Note: The references above are not needed to complete this notebook, but reading them might give you additional insights.

## Important

1. For all the training done, make sure to plot things like the loss values and accuracy on each epoch.

    - You can either use tensorboard or just make a static matplotlib plot.
    
2. Don't add biases to the layers in the network, not important for this notebook.
3. No need to use Dropout or BatchNorm on the network.
4. Remember to use GPUs during the training.
5. Always test your hypothesis on both training and testing sets, you might get a surprising result sometimes.

## Task 1: Downloading MNIST and Dataloaders

Download the MNIST dataset and split into training and testing, and create dataloaders.

Link: https://pytorch.org/vision/stable/generated/torchvision.datasets.MNIST.html

## Task 2: Train a neural network

Build a simple Multi-layered Perceptron with ReLU activations, and train it on MNIST until achieving 95% accuracy or higher.


## Task 3: Analyze the rank of the matrices in this network

Perform experiments and answer the following questions:
- What's the average rank of the matrices on all layers?
- How does the rank increase as we go to deeper layers?
- Try the same MLP, but change the activation function to others ($\tanh, \sigma, \dots$). Do the answers change?

## Task 4: Overfit by scaling the MLP

1. Create a bigger network and train it on MNIST, to the point of overfitting.
2. Now check the rank of the matrices in the network, and answer the same questions.

## Task 5: Approximate low-rank

From some of the references given at the beginning, you can realize that trained neural networks have intrinsically low dimensionality (meaning low-rank matrices).

In this task, take the overparametrized network already trained from the TASK4 and try to approximate each layer's matrix with a product of two other low-rank matrices?

This means, if a layer has a matrix $A \in\mathbb{R}^{n\times m}$, then try to find two matrices $B \in \mathbb{R}^{n\times r}$ and $C \in \mathbb{R}^{r\times m}$ so that $\lvert {A - B\cdot C}\rvert $ is minimized, where $\lvert x\rvert$ means the Frobenius norm.

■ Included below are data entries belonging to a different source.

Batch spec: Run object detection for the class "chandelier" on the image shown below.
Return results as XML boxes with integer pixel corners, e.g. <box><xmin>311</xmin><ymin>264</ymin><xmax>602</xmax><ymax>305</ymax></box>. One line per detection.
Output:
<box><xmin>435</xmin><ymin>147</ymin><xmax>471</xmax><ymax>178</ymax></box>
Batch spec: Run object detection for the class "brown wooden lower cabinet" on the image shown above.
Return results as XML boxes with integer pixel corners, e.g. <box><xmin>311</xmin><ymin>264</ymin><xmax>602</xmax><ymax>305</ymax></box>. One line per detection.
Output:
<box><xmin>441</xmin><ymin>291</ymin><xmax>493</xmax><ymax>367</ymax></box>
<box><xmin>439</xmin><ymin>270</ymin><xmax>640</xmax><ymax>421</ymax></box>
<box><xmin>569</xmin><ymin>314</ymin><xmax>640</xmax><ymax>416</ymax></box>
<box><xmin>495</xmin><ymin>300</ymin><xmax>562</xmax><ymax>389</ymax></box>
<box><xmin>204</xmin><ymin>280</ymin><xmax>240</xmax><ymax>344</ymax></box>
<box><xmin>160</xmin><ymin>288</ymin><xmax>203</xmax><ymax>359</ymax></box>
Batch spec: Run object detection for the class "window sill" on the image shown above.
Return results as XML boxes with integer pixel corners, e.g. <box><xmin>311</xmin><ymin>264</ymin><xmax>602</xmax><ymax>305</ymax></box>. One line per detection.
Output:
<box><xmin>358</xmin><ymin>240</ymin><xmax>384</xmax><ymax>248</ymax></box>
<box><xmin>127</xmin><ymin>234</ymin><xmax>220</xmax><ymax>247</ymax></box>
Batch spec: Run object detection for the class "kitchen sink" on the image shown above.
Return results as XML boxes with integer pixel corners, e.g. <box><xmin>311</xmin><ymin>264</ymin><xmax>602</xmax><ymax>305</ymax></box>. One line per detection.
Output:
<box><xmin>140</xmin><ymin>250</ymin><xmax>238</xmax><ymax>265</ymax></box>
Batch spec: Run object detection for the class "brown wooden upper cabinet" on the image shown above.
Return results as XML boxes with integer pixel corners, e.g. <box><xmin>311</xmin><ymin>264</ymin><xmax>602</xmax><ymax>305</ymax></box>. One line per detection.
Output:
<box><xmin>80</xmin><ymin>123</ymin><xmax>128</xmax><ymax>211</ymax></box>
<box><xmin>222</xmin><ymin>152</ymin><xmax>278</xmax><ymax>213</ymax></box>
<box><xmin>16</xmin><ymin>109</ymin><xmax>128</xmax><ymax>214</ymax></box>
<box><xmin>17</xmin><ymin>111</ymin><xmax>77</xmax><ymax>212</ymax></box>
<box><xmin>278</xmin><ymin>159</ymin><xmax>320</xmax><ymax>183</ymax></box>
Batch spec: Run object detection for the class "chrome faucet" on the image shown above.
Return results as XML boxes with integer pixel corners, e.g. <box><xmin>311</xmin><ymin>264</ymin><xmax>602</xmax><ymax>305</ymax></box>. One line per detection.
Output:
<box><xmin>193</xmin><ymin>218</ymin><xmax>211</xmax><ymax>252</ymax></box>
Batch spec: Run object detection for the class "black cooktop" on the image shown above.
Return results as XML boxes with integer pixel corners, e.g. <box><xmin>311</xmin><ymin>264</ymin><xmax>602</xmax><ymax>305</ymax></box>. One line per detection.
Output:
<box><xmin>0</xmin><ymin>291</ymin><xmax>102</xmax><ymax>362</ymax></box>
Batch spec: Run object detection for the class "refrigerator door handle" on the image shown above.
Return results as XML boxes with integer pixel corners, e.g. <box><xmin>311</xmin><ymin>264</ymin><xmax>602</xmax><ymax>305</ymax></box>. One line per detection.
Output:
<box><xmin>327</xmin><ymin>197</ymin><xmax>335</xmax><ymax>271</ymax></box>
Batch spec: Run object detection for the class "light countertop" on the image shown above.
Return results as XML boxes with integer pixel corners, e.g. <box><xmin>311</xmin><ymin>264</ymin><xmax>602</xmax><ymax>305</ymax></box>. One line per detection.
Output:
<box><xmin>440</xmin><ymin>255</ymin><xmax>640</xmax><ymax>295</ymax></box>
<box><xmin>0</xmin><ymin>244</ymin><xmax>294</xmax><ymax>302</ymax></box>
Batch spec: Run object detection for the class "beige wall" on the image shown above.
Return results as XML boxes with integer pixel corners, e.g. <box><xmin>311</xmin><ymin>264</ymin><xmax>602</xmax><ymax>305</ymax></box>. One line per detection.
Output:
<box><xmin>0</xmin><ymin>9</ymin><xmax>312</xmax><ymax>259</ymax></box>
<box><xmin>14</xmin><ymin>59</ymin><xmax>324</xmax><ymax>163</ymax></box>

You can use a different norm, if you think it makes sense. In order to learn $B$ and $C$, you can do gradient descent-like algorithms, where you alternate between updating $B$ and $C$ on each optimization step.

**Ablate**:
Try different values for $r$ and analyze how good your approximation is (for e.g, by taking average Frobenius norm across all layers) as you increase $r$. Make a plot with that.

Conclude what is the effective rank $r$: the smallest rank such that the approximation of that rank is good enough (meaning the Frobenius norm is smaller than some threshold chosen by you).

## Task 6: Learning with low-rank factorization

Once you found the effective rank $r$, take the same architecture from the previous task, and now replace each layer $A \in \mathbb{R}^{n\times m}$ by a layer that applies $B\cdot C$ with $B\in \mathbb{R}^{n\times r}$ and $C \in \mathbb{R}^{r\times m}$.

**Question**: How much memory do you save? (you can just count the number of parameters of the original network and compare to that of the new network).

Initialize these values with standard initialization, and train this network.

**Question**: How does the learning change? Does it converge faster or slower? What about accuracy on both training and testing sets?

**Question**: Now try doing inference, how much improvement do you see?

## Task 7: Final conclusions

Based on all the previous experiments, report your conclusions and try to give an explanation to the behaviours you observed.

Can you think of other ways of using the low-rank factorizations? What about SVD? Provide an explanation.

## BONUS Task: LoRA

Propose ideas by which low-rank could improve fine-tuning and training? Which disadvantages does it have?

Read about LoRA (given in one of the references at the begining of the notebook).

Now, take MNIST, and remove some digit from the dataset (keep the same labels, just remove the datapoints of a specific label).

Train a simple MLP on this modified dataset.
Fine-tune in the datapoints of the chosen digit, by using LoRA.

Report the memory and time overheads.